How do we make discoveries?

                                                                                           Aunt Mary Jones

How do you learn about an ancestor who didn’t leave behind a journal? Many people want to understand their heritage but think they need a written record from their ancestors to know their family history. We will leave to our descendants our social media updates and selfies. But what have our ancestors left for us to discover about them?

Throughout our ancestors’ lives, governments, religious groups, and other institutions created records about our ancestors’ births, marriages, deaths, and many other life events. These records combined with historical context (or research about the time and place the ancestor lived) give us a good idea about what life was like for an ancestor.

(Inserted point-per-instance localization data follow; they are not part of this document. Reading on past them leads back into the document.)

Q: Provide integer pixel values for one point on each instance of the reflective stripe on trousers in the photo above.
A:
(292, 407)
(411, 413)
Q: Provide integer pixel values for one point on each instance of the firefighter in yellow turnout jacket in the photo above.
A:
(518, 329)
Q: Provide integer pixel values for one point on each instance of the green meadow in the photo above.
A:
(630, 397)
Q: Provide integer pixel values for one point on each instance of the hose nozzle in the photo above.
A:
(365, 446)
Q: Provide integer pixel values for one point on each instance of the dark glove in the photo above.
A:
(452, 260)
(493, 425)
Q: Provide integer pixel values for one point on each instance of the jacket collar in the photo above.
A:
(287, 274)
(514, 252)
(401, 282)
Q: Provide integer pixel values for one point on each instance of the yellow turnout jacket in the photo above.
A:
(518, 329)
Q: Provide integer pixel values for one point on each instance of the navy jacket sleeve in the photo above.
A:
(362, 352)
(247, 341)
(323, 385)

For example, everything I learned about my Welsh ancestors came from studying historic records and Welsh history. Here is what I’ve discovered about my fifth-great-grandmother, Mary Rowland: 

  • She was born in the 1790s and was the daughter of a stonemason.

  • She couldn’t read and drew an X as her signature on her marriage record.

  • She had five children with her husband John Jones, and he died when she was forty years old and their youngest child was only three years old.

  • She and her family attended the Calvinistic Methodist church, a church that was born out of the Welsh Methodist revival and separated from the Church of England. In the indexes, the church is listed as “nonconformist.” The chapels were the heart of the community. The church had a strong tradition of hymn singing. Singing is a part of the Welsh heritage. My great-grandmother used to tell me stories of her Welsh father going about the chores on his farm while singing Welsh hymns. 

  • By 1841, Mary remarried a farmer named Griffith Roberts, and they had one daughter together. Griffith Roberts had about fifty acres of land and was most likely a sheep farmer or an oat farmer because the climate and soil conditions were not suitable for growing crops other than oats and the region has an ancient tradition of sheep farming. On the censuses, Mary’s occupation is listed as “farmer’s wife,” which I’m sure was a demanding job.

  • She lived in an ancient house named Cae’r Sais, which is an important archeological site in Wales with Bronze-age stone circles.

Not bad for not having any journals from her, right? When I see her name on my pedigree chart, I don’t see just a name, a birthdate, a dash, and a death date. I can feel her heartache at being widowed with five small children to care for. I see her walking through the hilly region as she tends to flocks of sheep. I hear her singing in a chapel alongside her friends. I imagine a hardworking woman with a fulfilling life. I could be wrong, but I hope I’m right.

Using old records and historical context, we paint a picture of a participant’s ancestor, showing them their deep roots that they can cling to.